Maduro said during a visit to Vietnam that the conspiracy has the consent of Colombia's government. Maduro, who frequently accuses Colombia of trying to topple his government, didn't present any details or evidence to back the claim but said he would soon. Officials in Bogota didn't immediately respond.

The president's remarks come as diplomats from 34 Western Hemisphere nations gathered at the Organization of American States in Washington for an emergency meeting to discuss the crisis that has already led to the closure of six border crossings and created a humanitarian crisis as some 10,000 Colombians who had been living illegally in Venezuela flee a crackdown on crime and smuggling.

Maduro has said the offensive is necessary to attack criminal gangs that purchase gas and other goods sold at subsidized prices in Venezuela and resell them across the border for huge profits.

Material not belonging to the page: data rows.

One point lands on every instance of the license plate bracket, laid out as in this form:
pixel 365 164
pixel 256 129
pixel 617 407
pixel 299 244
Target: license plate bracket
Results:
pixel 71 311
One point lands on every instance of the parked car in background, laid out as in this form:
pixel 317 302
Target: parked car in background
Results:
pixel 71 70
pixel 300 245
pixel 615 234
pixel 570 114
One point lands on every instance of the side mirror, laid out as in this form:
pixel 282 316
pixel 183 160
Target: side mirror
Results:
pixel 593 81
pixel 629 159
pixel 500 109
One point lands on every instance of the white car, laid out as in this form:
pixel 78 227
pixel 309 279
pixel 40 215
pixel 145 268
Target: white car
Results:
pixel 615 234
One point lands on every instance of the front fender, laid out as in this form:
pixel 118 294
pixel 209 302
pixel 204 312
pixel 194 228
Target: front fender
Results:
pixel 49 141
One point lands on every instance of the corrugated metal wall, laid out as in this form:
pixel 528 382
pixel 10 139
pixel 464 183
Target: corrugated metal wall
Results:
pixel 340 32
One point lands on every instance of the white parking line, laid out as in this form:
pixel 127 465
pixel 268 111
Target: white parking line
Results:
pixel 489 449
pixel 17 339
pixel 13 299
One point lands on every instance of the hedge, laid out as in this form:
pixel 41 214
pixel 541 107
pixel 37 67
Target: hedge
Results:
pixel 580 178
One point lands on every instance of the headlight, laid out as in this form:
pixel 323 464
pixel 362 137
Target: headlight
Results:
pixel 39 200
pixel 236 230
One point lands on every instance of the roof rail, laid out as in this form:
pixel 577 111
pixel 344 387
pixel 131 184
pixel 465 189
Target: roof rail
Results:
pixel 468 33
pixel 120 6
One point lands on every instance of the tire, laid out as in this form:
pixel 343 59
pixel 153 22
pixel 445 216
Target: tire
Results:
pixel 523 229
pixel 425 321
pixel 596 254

But human rights groups, as well as the U.S., the United Nations and the European Union, have questioned Venezuela's strong-armed tactics, expressing concern over Maduro's decision to declare a state of emergency in several states and send thousands of troops to the border. Among those deported are Colombians fleeing the country's long-running civil conflict who had been granted or solicited asylum in Venezuela, according to the U.N. High Commissioner for Refugees, which led a fact-finding mission to the border.

At the OAS on Monday, the heated rhetoric of recent days was once again apparent.

Colombia's ambassador expressed outrage over the treatment of migrants many of whom are living in tents at hastily-mounted shelters in the eastern city of Cucuta. In turn, Venezuela's envoy accused Colombian elites of being blind to their country's poor and drumming up nationalist sentiment in the same way hate-filled media fueled genocide in Rwanda in the 1990s.

The meeting ended with Colombia one vote shy of the 18 needed to call a meeting of the hemisphere's foreign ministers. For now, the diplomatic bickering shifts Thursday to Quito, Ecuador where foreign ministers from South America are expected to gather for another attempt to ease tensions.

Venezuelan authorities said they have closed 177 illegal border crossings since embarking on a security offensive in western Tachira state.